Hi William - thanks for the feedback - when you make a new thing it’s always 
really aprpeciated to get any comments.

>>I looked at your documentation.  You have a section "Is bootrino open source?”
>>You don't really answer the question.  

You’re right - I’ll remove that - it’s a website so the question that the 
documentation poses doesn’t really make sense.

>>>You also say there is an MIT licensed CLI.  OK.

Yes, an MIT license CLI is planned but not built yet.

>>>>But you do not mention the server code itself.
>>>>From that I assume the answer to the question "Is bootrino open source?" is 
>>>>no.
>>>>Am I correct?

Correct - the bootrino website/console is not open source.

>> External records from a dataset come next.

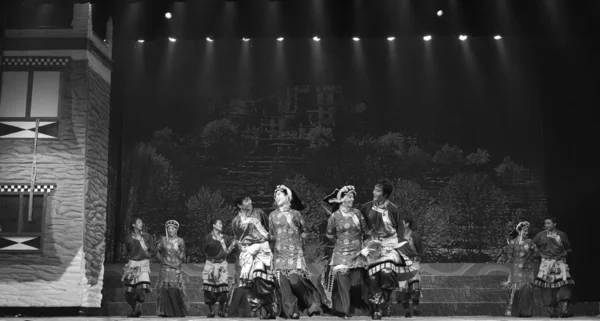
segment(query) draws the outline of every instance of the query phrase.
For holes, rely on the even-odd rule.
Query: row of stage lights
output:
[[[433,37],[432,37],[431,35],[427,35],[427,36],[424,36],[424,37],[423,37],[423,40],[424,40],[424,41],[431,41],[432,39],[433,39]],[[467,35],[460,35],[460,36],[458,36],[458,40],[460,40],[460,41],[466,41],[467,39],[469,39],[469,36],[467,36]],[[495,35],[495,36],[494,36],[494,39],[495,39],[495,40],[500,40],[500,39],[502,39],[502,36],[500,36],[500,35]],[[277,41],[279,41],[279,42],[281,42],[281,41],[283,41],[283,40],[284,40],[284,38],[283,38],[283,37],[279,37],[279,38],[277,38]],[[313,38],[312,38],[312,40],[313,40],[313,41],[317,41],[317,42],[318,42],[318,41],[321,41],[321,38],[319,38],[319,37],[315,36],[315,37],[313,37]],[[358,37],[353,37],[353,38],[352,38],[352,40],[356,42],[356,41],[360,41],[360,38],[358,38]],[[387,38],[387,40],[388,40],[388,41],[394,41],[394,40],[396,40],[396,38],[395,38],[395,37],[388,37],[388,38]],[[169,41],[170,41],[170,42],[176,42],[176,41],[177,41],[177,38],[169,37]],[[207,37],[207,38],[206,38],[206,41],[208,41],[208,42],[213,42],[213,41],[215,41],[215,40],[214,40],[213,38]],[[250,41],[250,38],[242,38],[242,41],[244,41],[244,42],[248,42],[248,41]],[[144,41],[144,39],[138,39],[138,42],[139,42],[139,43],[144,43],[145,41]]]
[[[441,17],[444,14],[444,12],[442,10],[438,10],[436,14],[437,14],[438,17]],[[172,13],[170,13],[170,12],[165,13],[165,18],[171,19],[172,17],[173,17]],[[468,38],[469,37],[467,35],[460,35],[460,36],[458,36],[458,39],[460,41],[466,41]],[[396,39],[395,37],[388,37],[387,38],[388,41],[394,41],[395,39]],[[425,40],[425,41],[430,41],[431,39],[433,39],[433,37],[431,35],[426,35],[426,36],[423,37],[423,40]],[[500,39],[502,39],[502,36],[496,35],[496,36],[494,36],[494,39],[495,40],[500,40]],[[315,37],[312,38],[312,40],[313,41],[321,41],[321,38],[315,36]],[[360,41],[360,38],[353,37],[352,40],[354,40],[354,41]],[[169,41],[170,42],[176,42],[177,39],[173,38],[173,37],[169,37]],[[214,39],[212,39],[210,37],[207,37],[206,41],[213,42]],[[245,41],[245,42],[250,41],[250,38],[242,38],[242,41]],[[279,42],[283,41],[283,37],[277,38],[277,41],[279,41]],[[138,42],[139,43],[143,43],[144,39],[139,39]]]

>>> So for my own POV I would not want to give this access to my cloud account 
>>> without seeing the code and perhaps running it on my own server so I can be 
>>> sure of what I am getting.  

There’s not really any server behind bootrino - apart from user account 
creation it’s all client side. User accounts are created on Amazon Cognito 
which is a service purely for creating and authenticating users.  Apart from 
that bootrino has no back end. 

>>> I could setup a scratch account but I would worry even then and I would 
still have concerns ever going to "production" mode.  I am a bit picky that 
way.  

I understand the concern totally.  One of my primary considerations designing 
bootrino is your cloud account keys.  I wanted to ensure they are never sent to 
the bootrino back end because of the trust issue that anyone would reasonably 
have. So your cloud account keys are stored locally in your browser and never 
send to the bootrino back end - which consists only of Amazon Cognito anyway as 
mentioned.
Watching network requests from the browsers developer tools or setting up a 
network analyzer would show that your cloud account keys are not sent to any 
bootrino back end.

So, you might ask, if bootrino effectively has no back end, then how does it 
work?  The answer is that the bootrino JavaScript running in your web browser 
talks directly to your cloud REST API with no third party in between. That’s as 
secure as I could make it - the keys stay on your machine and your machine 
talks directly to your cloud so you need never wonder about the trust level for 
bootrino’s back end systems.

>>>Others may not feel the same way.  I wish you luck.
Thanks Bill I appreciate your feebdack and candid comments.